Peter Read and his wife, Cathy, just celebrated the birth of a baby boy, Kevin. The infant will accompany them to Tech today for the ceremony honoring Mary Read and the other victims.

"It's something very life-affirming -- we know Mary would have been very happy about it," said Peter, a retired Air Force officer.

"It helps us understand about the need for life to go on, to focus more on the present. It's important to remember the past and think about the future, but where you are is here, and now."

Cathy will take the purse she recovered from her stepdaughter's dormitory almost a year ago. She carries it everywhere.

The Sherman family also will be at Virginia Tech today. Last year, Leslie's younger sister, Lisa, learned from Tech that she had been accepted as a transfer student from the University of North Carolina at Wilmington. Word came two weeks before the shootings, and the women were excited about spending the rest of their college years together.

Lisa has been at Tech since the fall. Leslie is there in spirit, memorialized on one of 32 stones placed in a graceful arc on the western edge of the Drillfield, part of the school's permanent remembrance of the massacre.

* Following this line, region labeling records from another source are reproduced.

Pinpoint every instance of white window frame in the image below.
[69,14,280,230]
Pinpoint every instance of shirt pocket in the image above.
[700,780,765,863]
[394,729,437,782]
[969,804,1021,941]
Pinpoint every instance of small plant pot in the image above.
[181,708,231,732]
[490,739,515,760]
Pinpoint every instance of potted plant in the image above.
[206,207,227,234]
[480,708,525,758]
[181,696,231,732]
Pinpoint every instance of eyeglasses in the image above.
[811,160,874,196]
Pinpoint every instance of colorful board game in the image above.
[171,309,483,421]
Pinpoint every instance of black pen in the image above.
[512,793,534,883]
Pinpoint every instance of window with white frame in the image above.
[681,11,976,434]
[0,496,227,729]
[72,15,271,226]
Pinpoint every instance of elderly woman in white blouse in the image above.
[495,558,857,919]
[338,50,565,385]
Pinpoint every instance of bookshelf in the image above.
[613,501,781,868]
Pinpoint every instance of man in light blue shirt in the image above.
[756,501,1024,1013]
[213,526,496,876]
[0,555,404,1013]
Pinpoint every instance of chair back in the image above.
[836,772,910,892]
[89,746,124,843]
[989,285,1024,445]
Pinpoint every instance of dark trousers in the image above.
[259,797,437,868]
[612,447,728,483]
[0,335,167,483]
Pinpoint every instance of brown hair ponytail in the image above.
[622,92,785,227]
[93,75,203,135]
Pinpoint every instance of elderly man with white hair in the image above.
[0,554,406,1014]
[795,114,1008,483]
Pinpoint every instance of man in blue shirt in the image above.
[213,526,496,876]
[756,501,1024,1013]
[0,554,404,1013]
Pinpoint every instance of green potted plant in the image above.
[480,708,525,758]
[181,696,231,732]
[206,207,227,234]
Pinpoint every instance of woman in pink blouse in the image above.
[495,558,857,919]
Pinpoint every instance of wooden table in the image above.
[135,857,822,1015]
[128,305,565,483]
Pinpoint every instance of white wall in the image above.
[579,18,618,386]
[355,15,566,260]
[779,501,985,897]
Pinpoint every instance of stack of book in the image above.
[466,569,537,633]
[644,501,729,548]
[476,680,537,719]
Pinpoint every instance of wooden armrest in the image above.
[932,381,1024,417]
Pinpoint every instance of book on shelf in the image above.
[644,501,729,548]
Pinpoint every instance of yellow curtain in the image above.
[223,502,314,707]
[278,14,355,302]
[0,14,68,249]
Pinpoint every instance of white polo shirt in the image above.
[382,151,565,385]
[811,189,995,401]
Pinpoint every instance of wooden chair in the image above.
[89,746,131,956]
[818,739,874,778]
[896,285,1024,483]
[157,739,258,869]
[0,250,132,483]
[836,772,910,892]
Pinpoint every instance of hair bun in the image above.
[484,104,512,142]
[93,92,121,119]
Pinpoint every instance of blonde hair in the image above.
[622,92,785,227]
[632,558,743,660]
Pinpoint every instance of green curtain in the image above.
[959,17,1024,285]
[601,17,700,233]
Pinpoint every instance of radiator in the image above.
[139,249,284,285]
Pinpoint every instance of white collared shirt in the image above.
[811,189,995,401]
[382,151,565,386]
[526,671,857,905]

"After this year, she'll feel less in the shadow of her sister, and Tech will belong to her," Holly Sherman said.

"It's been a year of hell, and I think April 17 is going to be the beginning of the second chapter, and probably easier on us," she added.

"Maybe there will be some May flowers to remind us of life. Maybe we won't cry as hard when we see the stories next year. I want to put a period at the end of this year."

Perhaps, Sherman said, she finally will enter Leslie's bedroom -- inhabited for nearly a year only by boxes and Leslie's dog Winnie, who sleeps on the bed every night.

"I don't know if 'forgiveness' is the word, but we understand it wasn't any particular person's fault but the shooter's, who robbed us and our child of the one thing he couldn't have -- happiness," she said.

"He didn't know the meaning of the word, but he certainly knew how to take it away from our children and our families, and I'm not going to let him take it away anymore."